Il ritorno non c’è e il calo è analogo al resto dell’economia e non vale l’aumento della domanda di studi agrari per dedurne un incremento di occupazione. La domanda, già in flessione nel 2014/15, in realtà è cresciuta un po’ per l’impulso della moda smosso da EXPO, un po’ per ragioni tecniche dovute alla diffusione del numero chiuso all’università avvenuta in tempi diversi, prima nelle facoltà scientifiche in genere e poi in quelle di agraria.

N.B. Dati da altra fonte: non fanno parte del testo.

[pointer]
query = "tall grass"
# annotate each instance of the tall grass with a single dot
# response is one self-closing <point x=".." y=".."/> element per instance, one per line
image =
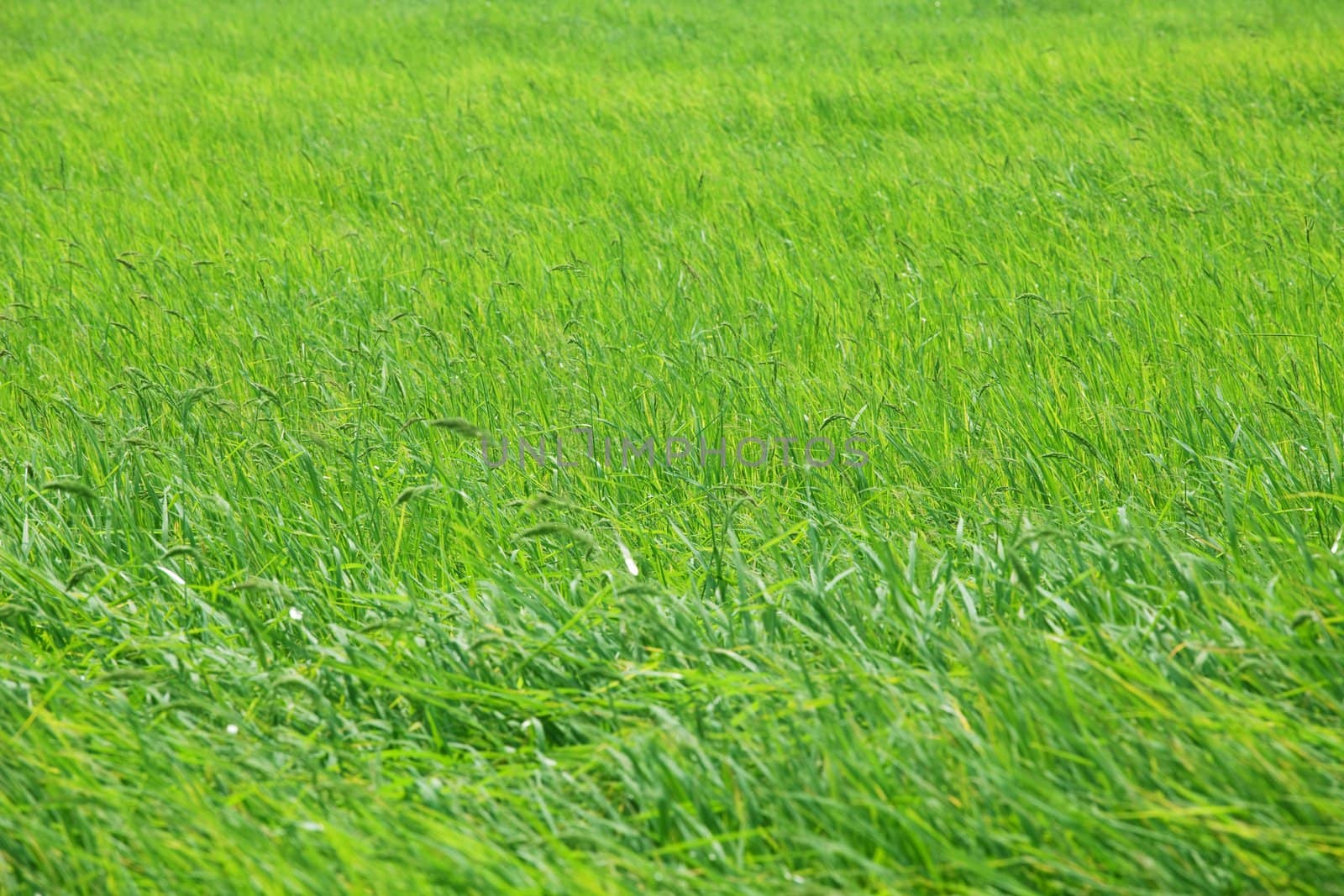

Il problema dell’economia italiana, non solo di quella agricola, non è creare o mantenere occupazione scarsamente produttiva ad ogni costo, ma quello di stimolare la richiesta di forza lavoro con lo sviluppo di attività che possano assumere lavoratori remunerati a prezzi di mercato che facciano rendere il loro lavoro. Non si risolve contando il numero degli occupati, ma facendo crescere la loro produttività e quindi i loro redditi che derivano dalla capacità di vendere i prodotti ottenuti. Ecco perché non ha senso parlare solo di occupazione se non si  promuovono politiche economiche che favoriscano la crescita dell’economia e quindi la domanda di lavoro da parte delle imprese. Allo stesso modo, non serve un esercito crescente di lavoratori agricoli, ma occorre che il loro numero sia sostenuto da un’adeguata produttività e redditività. Tutto il resto non è logica di sviluppo.


A return to the land through logical development

The Italian economy’s problem—and not just in the agricultural sector—is not to create or maintain barely productive jobs at all costs, but to stimulate labor demand through the development of activities that can hire workers paid at market prices that make their work remunerative. It is not resolved by counting the number of employed workers, but by raising productivity and consequently the income deriving from the capability of selling the resulting products. That is why it is useless to just talk about employment if economic policies are not promoted that aim at economic growth and hence businesses’ demand for labor. Similarly, there is no need for a growing army of farmers but they must be supported by adequate productivity and profitability. Everything else is not logical development.